I'm trying to realize a nice plot of PC together with the cumulative variance explained. The dataframe I'm working on is available at https://www.kaggle.com/miroslavsabo/young-people-survey?select=responses.csv
df.responses <- read.csv("Data/responses.csv")
pref <- colnames(df.responses[0:63]) #columns for Music, Movies and Hobbies preferences
for(i in 1:length(pref)){
df.responses[is.na(df.responses[,i]), i] <- median(df.responses[,i], na.rm = TRUE)
}
df.movies <- data.frame(df.responses[20:31])
Above I just loaded the df, removed the na for the cols I'm interested in and selected the subset I want to PCA.
library(ggplot2)
library(factoextra)
pca.movies <- prcomp(df.movies, scale = TRUE,)
pca.movies$rotation <- -pca.movies$rotation
pca.movies$x <- -pca.movies$x
fviz_pca_var(pca.movies,
col.var = "contrib",
gradient.cols = c("#00AFBB", "#E7B800", "#FC4E07"),
repel = TRUE
)
pv.movies <- pca.movies$sdev^2
pvp.movies <- pv.movies/sum(pv.movies)
pvp.movies
fviz_eig(pca.movies,
addlabels = T,
barcolor = "#E7B800",
barfill = "#E7B800",
linecolor = "#00AFBB",
choice = "variance",
ylim=c(0,25))
plot(cumsum(pvp.movies),xlab = "Cumulative proportion of Variance Explained", ylim=c(0,1),type = 'b')

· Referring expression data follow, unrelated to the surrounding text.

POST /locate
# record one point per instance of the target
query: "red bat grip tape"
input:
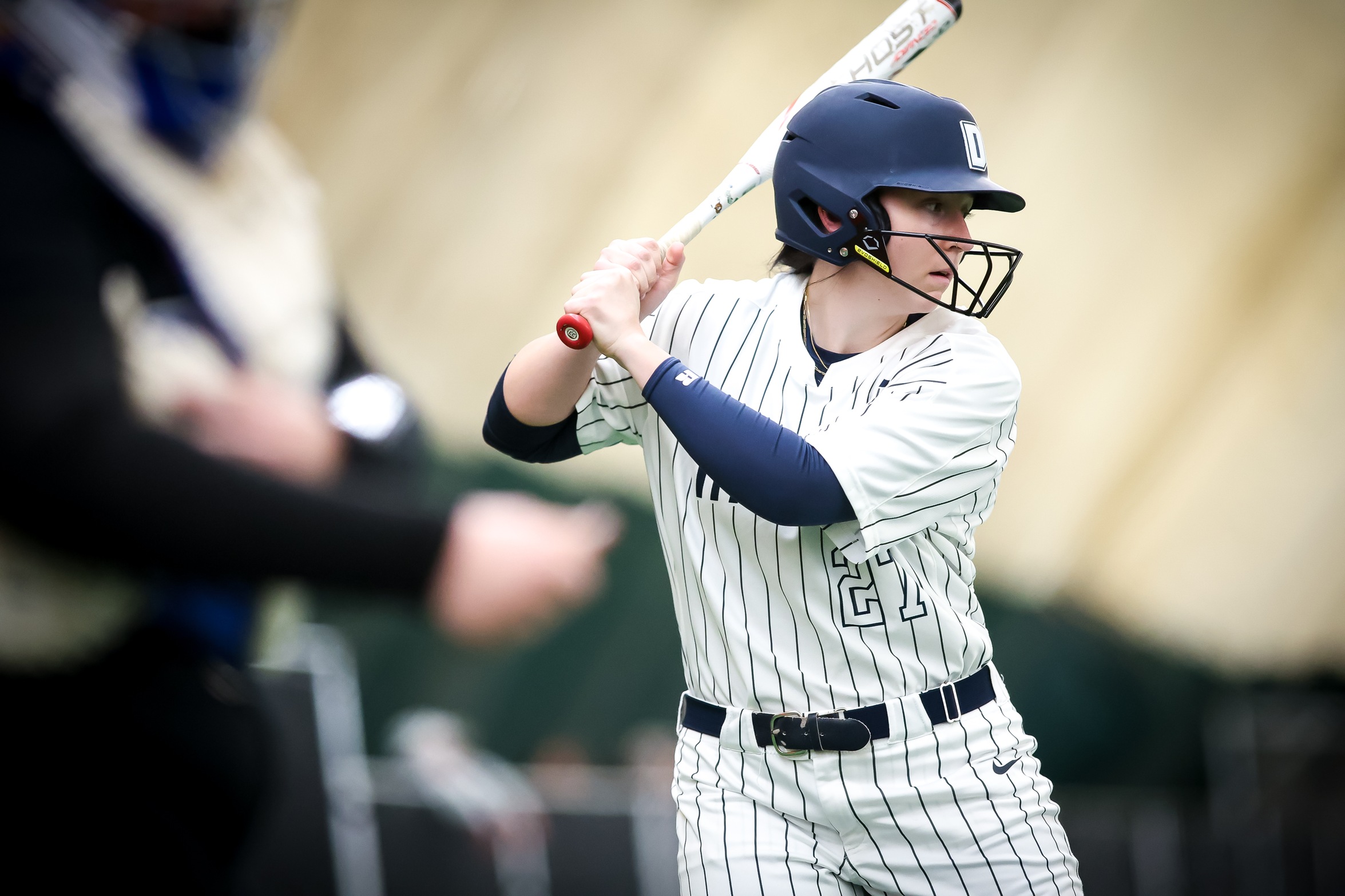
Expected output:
(575, 331)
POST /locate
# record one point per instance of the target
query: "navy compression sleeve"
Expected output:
(533, 444)
(763, 467)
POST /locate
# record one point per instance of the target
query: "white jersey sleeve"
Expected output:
(929, 447)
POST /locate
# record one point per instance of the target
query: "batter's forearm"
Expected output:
(545, 381)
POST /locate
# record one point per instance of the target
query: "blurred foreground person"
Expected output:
(182, 417)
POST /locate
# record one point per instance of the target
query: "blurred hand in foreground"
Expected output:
(514, 563)
(268, 425)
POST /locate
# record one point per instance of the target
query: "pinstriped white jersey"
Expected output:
(918, 432)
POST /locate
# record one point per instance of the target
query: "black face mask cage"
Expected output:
(981, 277)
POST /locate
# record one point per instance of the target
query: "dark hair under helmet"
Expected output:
(856, 139)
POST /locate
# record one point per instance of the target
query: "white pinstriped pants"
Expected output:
(921, 812)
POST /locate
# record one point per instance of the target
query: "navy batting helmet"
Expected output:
(856, 139)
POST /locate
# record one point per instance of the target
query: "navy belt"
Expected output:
(848, 730)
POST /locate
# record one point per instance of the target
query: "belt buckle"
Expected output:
(943, 695)
(787, 754)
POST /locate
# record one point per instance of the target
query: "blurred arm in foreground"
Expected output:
(183, 418)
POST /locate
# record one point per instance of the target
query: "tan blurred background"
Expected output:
(1179, 318)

With the above I managed to obtain two nice plots for PCA, I would like to add to the second plot the line of cumulative sum (the one showed in the third ugly plot) Is there a way to add such line to the fviz_eig plot? I know this PCA is not really efficient, I'm just challenging myself with some dataviz.
The object returned by fviz_eig
is a ggplot
object, thus you can merge the two plots as follows:
p <- fviz_eig(pca.movies,
addlabels = T,
barcolor = "#E7B800",
barfill = "#E7B800",
linecolor = "#00AFBB",
choice = "variance",
ylim=c(0,25))
df <- data.frame(x=1:length(pvp.movies),
y=cumsum(pvp.movies)*100/4)
p <- p +
geom_point(data=df, aes(x, y), size=2, color="#00AFBB") +
geom_line(data=df, aes(x, y), color="#00AFBB") +
scale_y_continuous(sec.axis = sec_axis(~ . * 4,
name = "Cumulative proportion of Variance Explained") )
print(p)